I've the least number of commits this week since I spent most of the week doing encriptions algorthims instead of UIs and unit test as the rest of my team.

But, by their logic, I'm the worst of the group. It's simply stupid.

Comments
  • 15
    write a script that will commit something every 2 houers?
  • 2
    @heyheni Or I use NetBeans to generate the JavaDoc and do a commit for each one of the undocummented methods. Should work too!
  • 9
    Touch tmpFile
    Git add .
    Git commit -m 'adds tmpfile'
    Rm tmpFile
    Git add .
    Git commit -m 'removes tmpfile'

    ... Put this in a for loop and you are good to go 😂
  • 3
    What a crappy metric.

    When you're the boss, use something else.
  • 2
    It's a lazy way of evaluating work. That being said, there's a difference between source code quality and codebase quality. Forcing yourself to write unit tests and commit often (and always) will create muscle memory, and will improve the quality of your codebase.
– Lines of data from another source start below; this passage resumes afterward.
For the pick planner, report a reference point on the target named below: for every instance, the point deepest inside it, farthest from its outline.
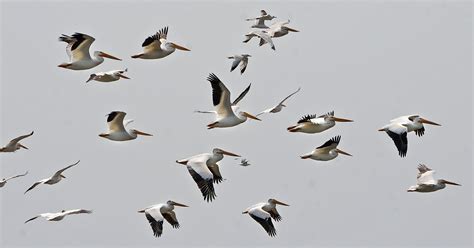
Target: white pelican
(14, 144)
(205, 170)
(316, 124)
(264, 212)
(157, 46)
(59, 216)
(108, 76)
(226, 115)
(327, 151)
(279, 106)
(260, 21)
(156, 213)
(78, 51)
(242, 59)
(117, 130)
(5, 180)
(56, 178)
(399, 127)
(426, 182)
Having granular commits helps other people to understand your code, facilitates remote collaboration and makes it easier to do maintenance later.

    School projects probably won't be maintained, but it's rare to see professors making students practice this kind of stuff.

    Later in life when you work for a big company with thousands of files and millions of lines of code, you WILL hate the guy that does one commit "add stuff", trust me.
  • 0
    Make commits that only contain comments, grammar corrections and tabs/line breaks. Each file, one commit.
  • 0
    Quality over quantity ANY day!
  • 2
    @thenogs I’m not against unit testing or granular commits. Granular commits do really help, specially if you for some reason have to revert do to some issue. What I’m against is that they use the number of commits and the number of test coverage as 2 of the main evaluation points, instead of (for example) good OOP and OO design practices, and not having those can in fact lower your grade.
  • 1
    @thenogs
    In my course (Licenciatura em Engenharia Informática - Informatics Engineering in English - at ISEP) we have 4 weeks of Project each semester plus internship in the last semester. We even have meetings with the “client” (usually the teacher that is in charge of the project). They try to educate us the very best practices for the job market instead of only the theory as most Computer Engineering courses.